MR. FORSYTH'S LECTURES ON WAGNER.

[To THE EDITOR OF THE "SPECTATOR."

Stu,---You print among the reviews in the Spectator of November 9th, a notice of my book, "Religion in Recent Art," against which I respectfully protest. It is less a review than an article hung on one peg of mine about the trite anomaly between an artist's genius and his life. May I appeal to your distinguished desire to be fair, and even kind, and point out the following?

1. You never allude to the fact that my book deals chiefly with the great recent painters Rossetti, Burne Jones, Watts, and Holman Hunt—tracing in this ascending series the way in which the Christian idea forces itself through them, some- times in their own despite. There are seven chapters, of which Wagner receives only the last two. That part of the title, even, which alludes to the bulk of the book, is suppressed.

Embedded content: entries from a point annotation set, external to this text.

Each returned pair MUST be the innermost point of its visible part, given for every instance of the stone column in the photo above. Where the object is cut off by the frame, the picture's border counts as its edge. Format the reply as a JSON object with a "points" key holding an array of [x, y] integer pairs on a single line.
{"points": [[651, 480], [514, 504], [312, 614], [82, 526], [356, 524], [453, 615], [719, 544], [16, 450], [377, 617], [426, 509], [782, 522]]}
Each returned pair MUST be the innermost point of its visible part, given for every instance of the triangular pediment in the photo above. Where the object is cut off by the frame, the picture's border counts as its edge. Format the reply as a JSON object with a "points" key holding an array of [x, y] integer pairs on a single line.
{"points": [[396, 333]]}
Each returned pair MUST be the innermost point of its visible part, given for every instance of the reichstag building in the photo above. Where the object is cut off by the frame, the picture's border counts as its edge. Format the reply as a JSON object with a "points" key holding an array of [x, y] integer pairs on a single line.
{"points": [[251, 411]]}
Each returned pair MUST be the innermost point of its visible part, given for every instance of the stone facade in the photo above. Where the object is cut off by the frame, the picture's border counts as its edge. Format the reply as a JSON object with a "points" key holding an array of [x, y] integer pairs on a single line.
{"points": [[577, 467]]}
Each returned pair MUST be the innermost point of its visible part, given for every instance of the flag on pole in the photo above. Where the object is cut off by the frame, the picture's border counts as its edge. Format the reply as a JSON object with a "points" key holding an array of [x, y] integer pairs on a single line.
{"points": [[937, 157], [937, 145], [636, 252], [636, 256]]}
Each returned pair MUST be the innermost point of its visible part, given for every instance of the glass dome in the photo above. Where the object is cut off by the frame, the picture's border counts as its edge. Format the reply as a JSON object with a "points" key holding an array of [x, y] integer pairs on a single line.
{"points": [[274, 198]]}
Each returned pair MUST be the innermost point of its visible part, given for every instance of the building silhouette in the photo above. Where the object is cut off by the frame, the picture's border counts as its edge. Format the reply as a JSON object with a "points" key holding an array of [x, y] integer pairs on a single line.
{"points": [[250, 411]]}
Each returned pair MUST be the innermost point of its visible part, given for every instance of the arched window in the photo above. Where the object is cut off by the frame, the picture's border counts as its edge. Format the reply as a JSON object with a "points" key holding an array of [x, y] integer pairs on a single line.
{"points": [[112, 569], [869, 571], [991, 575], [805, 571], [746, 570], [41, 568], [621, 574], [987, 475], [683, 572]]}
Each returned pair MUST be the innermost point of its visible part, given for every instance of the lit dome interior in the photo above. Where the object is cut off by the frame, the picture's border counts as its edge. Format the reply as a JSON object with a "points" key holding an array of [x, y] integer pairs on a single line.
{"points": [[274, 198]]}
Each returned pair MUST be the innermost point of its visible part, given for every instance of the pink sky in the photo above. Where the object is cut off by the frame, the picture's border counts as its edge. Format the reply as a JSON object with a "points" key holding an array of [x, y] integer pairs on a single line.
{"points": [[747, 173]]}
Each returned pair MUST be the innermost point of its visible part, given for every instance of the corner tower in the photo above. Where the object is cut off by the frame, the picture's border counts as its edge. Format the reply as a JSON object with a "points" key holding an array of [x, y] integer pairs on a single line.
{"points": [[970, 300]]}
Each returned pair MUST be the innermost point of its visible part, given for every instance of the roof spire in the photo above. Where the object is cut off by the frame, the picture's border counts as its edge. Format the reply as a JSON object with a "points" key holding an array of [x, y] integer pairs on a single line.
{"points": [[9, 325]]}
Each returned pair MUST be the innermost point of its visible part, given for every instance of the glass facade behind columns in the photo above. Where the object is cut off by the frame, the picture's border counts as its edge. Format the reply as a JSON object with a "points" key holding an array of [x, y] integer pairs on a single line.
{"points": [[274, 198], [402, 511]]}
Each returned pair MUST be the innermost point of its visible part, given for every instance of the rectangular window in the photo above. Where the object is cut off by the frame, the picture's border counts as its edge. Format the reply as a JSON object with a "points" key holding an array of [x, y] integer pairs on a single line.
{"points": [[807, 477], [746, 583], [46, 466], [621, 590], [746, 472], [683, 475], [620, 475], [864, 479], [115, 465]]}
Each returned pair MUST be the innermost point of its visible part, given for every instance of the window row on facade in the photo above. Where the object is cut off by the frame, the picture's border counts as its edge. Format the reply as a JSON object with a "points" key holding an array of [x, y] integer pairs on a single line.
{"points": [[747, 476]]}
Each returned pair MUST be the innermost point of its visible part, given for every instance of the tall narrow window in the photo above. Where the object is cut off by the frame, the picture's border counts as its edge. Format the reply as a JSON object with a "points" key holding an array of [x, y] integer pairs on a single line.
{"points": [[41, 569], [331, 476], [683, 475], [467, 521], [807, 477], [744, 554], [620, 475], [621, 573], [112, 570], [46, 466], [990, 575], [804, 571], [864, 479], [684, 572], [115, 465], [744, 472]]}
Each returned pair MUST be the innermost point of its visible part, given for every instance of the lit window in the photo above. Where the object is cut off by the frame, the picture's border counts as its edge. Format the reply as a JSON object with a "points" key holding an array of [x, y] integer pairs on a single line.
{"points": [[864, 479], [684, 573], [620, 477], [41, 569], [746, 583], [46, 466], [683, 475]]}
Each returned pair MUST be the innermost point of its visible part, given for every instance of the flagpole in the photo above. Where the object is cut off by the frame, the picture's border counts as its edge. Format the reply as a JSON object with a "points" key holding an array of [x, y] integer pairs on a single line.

2. There is no hint that it is at bottom a theological book, that it views Art from the standpoint of Incarnation, and that the core and spirit of it is an exposition (in places too elaborate) of the redemptive person and work of Christ, as reflected in the large utterance of the imaginative reason of our age.

3. It is never mentioned, when the style is censured as too ample, that these were avowedly lectures, actually given. The Spectator often accuses us preachers of being too shy of rhetoric.

4. Nor is it considered that I deliberately state the nature of the book to be expository rather than critical. I depart from this only in discussing the deeper relations between pessimism and Christianity. In Wagner's works I trace ideas which are certainly there, whether consistently or not. It is not fair to show me only in an attitude of gushing indifference to Wagner's moral shortcomings. It was Mr. Maurice who taught many besides me the generous and modest way which welcomes the witness of Christ in men whose inconsistencies we do best to leave to Christ's judgment. You have not a sympathetic word for the witness of Christ which is the soul of my book, nor any notice of the passages in which I point out with regret, but with some exactness, how far the creed and ethics of Wagner's school are beneath the Christian principle. And is it quite well to accuse a writer of lack of humour because he can find no amusement in the (early) blindness of a great mind to Christ ?

[It was undoubtedly an error not to have expressly stated that our article was intended to review the paper on Wagner only. That had been pointed out to the reviewer as a paper of special mark, and he had, perhaps mistakenly, directed his attention exclusively to it.—ED. Spectator.]